PostgreSQL数据库SQL性能优化案例二则
一 SQL一优化分析处理思路
1 格式化原始SQL:
SELECT COUNT(b.code) AS totalCount, b.status AS status
FROM t_ai_prd_bill b
WHERE b.status != '900' AND b.is_deleted = FALSE
GROUP BY b.status
2 原始SQL执行计划
ai=> explain analyze SELECT COUNT(b.code) AS totalCount, b.status AS status
ai-> FROM t_ai_prd_bill b
ai-> WHERE b.status != '900' AND b.is_deleted = FALSE
ai-> GROUP BY b.status;
QUERY PLAN
------------------------------------------------------------------------------------------------------------------------------
HashAggregate (cost=3870.50..3870.51 rows=1 width=17) (actual time=12.660..12.661 rows=5 loops=1)
Group Key: status
-> Seq Scan on t_ai_prd_bill b (cost=0.00..3839.75 rows=6150 width=17) (actual time=0.013..11.139 rows=6153 loops=1)
Filter: ((NOT is_deleted) AND (status <> '900'::bpchar))

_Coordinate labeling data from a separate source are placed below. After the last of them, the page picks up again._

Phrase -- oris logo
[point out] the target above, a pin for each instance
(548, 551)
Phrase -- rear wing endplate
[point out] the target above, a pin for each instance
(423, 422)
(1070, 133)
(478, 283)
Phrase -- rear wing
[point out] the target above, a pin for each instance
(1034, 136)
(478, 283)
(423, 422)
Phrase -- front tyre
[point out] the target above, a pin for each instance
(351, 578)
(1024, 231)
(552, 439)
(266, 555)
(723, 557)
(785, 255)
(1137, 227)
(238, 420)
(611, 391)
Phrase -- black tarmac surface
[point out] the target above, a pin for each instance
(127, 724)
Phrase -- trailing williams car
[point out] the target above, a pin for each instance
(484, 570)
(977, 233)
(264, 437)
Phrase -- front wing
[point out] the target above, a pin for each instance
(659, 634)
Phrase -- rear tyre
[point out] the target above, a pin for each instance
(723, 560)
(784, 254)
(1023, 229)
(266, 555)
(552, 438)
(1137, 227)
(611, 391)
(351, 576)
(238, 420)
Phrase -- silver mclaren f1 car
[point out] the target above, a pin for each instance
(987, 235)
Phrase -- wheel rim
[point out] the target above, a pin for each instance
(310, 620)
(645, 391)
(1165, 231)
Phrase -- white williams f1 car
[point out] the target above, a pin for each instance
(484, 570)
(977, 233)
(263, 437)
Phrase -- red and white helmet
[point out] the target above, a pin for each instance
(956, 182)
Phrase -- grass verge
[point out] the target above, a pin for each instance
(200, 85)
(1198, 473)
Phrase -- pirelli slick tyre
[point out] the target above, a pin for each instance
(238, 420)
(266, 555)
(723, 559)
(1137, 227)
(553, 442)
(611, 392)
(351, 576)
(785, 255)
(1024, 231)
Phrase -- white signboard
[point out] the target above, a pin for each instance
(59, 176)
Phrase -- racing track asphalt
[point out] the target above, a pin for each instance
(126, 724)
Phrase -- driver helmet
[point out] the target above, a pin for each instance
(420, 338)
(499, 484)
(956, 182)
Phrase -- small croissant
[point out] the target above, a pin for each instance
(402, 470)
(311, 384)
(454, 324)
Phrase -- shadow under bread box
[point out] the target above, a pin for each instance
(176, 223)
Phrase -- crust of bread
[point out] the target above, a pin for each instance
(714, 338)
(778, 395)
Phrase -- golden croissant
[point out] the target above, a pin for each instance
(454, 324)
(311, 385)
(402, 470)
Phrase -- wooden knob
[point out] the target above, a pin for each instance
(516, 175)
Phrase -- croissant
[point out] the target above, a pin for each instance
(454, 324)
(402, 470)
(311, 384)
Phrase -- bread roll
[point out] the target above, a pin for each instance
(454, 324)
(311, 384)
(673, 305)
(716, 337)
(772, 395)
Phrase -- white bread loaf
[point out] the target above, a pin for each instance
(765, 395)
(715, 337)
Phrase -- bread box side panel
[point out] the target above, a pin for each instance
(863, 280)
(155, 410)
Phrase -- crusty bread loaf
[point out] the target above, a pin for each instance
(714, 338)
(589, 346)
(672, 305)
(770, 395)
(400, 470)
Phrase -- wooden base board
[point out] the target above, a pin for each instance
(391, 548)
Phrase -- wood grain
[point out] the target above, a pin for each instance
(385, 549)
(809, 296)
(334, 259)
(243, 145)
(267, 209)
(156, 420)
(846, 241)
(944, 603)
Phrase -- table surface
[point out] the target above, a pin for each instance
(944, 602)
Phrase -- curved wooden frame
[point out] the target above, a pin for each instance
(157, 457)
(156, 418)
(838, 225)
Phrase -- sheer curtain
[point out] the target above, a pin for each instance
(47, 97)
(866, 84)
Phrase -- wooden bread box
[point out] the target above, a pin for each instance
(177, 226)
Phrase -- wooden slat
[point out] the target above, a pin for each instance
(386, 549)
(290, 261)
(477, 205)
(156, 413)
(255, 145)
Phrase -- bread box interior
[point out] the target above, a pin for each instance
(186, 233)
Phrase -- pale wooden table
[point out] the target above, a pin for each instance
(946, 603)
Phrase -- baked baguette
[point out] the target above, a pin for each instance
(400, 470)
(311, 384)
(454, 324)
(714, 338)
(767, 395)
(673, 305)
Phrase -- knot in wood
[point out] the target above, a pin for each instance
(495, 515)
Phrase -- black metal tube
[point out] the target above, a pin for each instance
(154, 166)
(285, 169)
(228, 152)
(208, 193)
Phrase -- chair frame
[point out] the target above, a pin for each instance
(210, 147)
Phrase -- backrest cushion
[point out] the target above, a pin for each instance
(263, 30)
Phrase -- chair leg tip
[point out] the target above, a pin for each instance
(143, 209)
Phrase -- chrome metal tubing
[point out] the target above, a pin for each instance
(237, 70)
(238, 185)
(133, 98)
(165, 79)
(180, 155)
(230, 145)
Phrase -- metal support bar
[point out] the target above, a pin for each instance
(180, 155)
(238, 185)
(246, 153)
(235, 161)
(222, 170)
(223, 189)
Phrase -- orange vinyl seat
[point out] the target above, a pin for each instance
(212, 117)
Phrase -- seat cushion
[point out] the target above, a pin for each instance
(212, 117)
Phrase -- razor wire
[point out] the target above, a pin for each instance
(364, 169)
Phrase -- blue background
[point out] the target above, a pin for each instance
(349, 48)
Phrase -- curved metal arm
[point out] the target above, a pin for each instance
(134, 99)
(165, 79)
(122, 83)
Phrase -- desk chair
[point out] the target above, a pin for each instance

Rows Removed by Filter: 32227
Planning time: 0.165 ms
Execution time: 12.719 ms
(7 rows)
ai=>
3 获取t_ai_prd_bill表结构,数据量和数据分布
ai=> \d t_ai_prd_bill
Table "ai.t_ai_prd_bill"
Column | Type | Modifiers
--------------------+--------------------------------+---------------------
id | character varying(32) | not null
code | character varying(12) |
packet_code | character varying(10) |
status | character(3) |
is_deleted | boolean | default false
classify_type | character varying(1) |
last_oper_time | timestamp(6) without time zone |
template_no | character varying(32) |
oss_key | character varying(255) |
receive_time | timestamp(6) without time zone |
is_question | boolean | default false
ocr_type | character(1) |
cust_id | character varying(32) |
exception_category | character(1) | default '0'::bpchar
exception_detail | character varying(400) |
is_suspended | boolean |
is_urgent | boolean |
raw_deadline | timestamp(6) without time zone |
priority | smallint |
deadline | timestamp(6) without time zone |
company_id | character varying(32) |
company_name | character varying(255) |
cust_category | character varying(32) |
source | character varying(32) |
mode_code | character varying(32) |
deadline_category | character varying(3) |
location_id | character varying(32) |
cust_name | character varying(128) |
template_category | character varying(32) |
platform_id | character varying(32) |
country_name | character varying(64) |
is_sended | boolean | default false
Indexes:
"t_ai_prd_bill_pkey" PRIMARY KEY, btree (id)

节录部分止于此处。